Gord Downie, the lead singer of beloved Canadian alternative rock group the Tragically Hip, died Tuesday after a prolonged battle with cancer
Downie was diagnosed with incurable brain cancer in May 2016 and died on the evening of October 17 according to a statement from his family.
In the statement, Downie’s family said “Gord knew this day was coming – his response was to spend this precious time as he always had – making music, making memories and expressing deep gratitude to his family and friends for a life well lived, often sealing it with a kiss … on the lips.”
The statement continued: “At home, he worked just as tirelessly at being a good father, son, brother, husband and friend. No one worked harder on every part of their life than Gord. No one.”
While they were beloved in Canada, the Tragically Hip struggled to break through in America. Driven by Downie’s distinctive voice and unforced skill with songwriting, the Hip’s melodic but raw rock songs were inescapable parts of Canadian life from the late ’80s on and fiercely embraced by college radio listeners in the state.
Their 1989 breakthrough Up to Here heralded a new Northern talent with blues driven, swaggering singles like “New Orleans is Sinking.” They refined their jagged guitar blues melodic rock on 1991’s Road Apples, but started turning away from the bar room blues sound with 1992’s Fully Completely, which saw Downie’s style evolve from the snarling smirk of his first two albums, revealing a vulnerable but still immediate vocal style.
By the mid ’90s, the Hip stripped down and refined their sound; the spare, haunting masterpiece Day for Night was the result. While retaining the rocking edge of their early work, the minimal and moody sound charted new sonic territory for the band. They’d continue to explore that space with new textures and emotional explorations up until their 13th album, 2016’s Man Machine Poem, recorded just prior to Downie’s cancer diagnosis (they reportedly recorded four albums worth of material after the diagnosis).

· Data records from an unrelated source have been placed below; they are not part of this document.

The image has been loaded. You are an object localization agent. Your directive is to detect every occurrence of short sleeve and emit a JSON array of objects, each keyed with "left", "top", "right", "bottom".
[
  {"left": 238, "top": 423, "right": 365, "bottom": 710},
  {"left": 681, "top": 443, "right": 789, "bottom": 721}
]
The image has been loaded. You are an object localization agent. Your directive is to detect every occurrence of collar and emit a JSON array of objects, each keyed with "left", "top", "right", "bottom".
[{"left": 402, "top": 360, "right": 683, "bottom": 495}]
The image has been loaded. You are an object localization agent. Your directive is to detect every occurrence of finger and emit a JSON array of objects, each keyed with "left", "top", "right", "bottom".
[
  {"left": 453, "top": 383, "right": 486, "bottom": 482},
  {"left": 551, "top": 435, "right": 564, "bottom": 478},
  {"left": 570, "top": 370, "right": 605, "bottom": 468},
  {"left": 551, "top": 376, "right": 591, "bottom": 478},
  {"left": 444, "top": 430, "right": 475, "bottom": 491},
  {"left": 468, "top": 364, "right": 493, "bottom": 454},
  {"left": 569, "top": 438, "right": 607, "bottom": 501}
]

While the band’s sound never stopped developing over their decades-long career and 13 albums, the band’s chemistry remained constant. The band formed while the members were high school students in Ontario. Until Downie’s death, the lineup held steady from its formation. That’s a rare and lucky continuity—a fact noted in Downie’s family’s statement on his death.
“As a musician, he lived “the life” for over 30 years, lucky to do most of it with his high school buddies,” his family wrote.
Canadian celebrities and politicians, including Prime Minister Justin Trudeau, took to social media to send out condolences in the wake of Downie’s death.
RIP Gord Downie. ??
— Seth Rogen (@Sethrogen) October 18, 2017
There will never be another one like you, Gord. Rest in peace my friend.
— Justin Trudeau (@JustinTrudeau) October 18, 2017
In a tearful public statement, Trudeau added that “We are less as a country without Gord Downie in it.”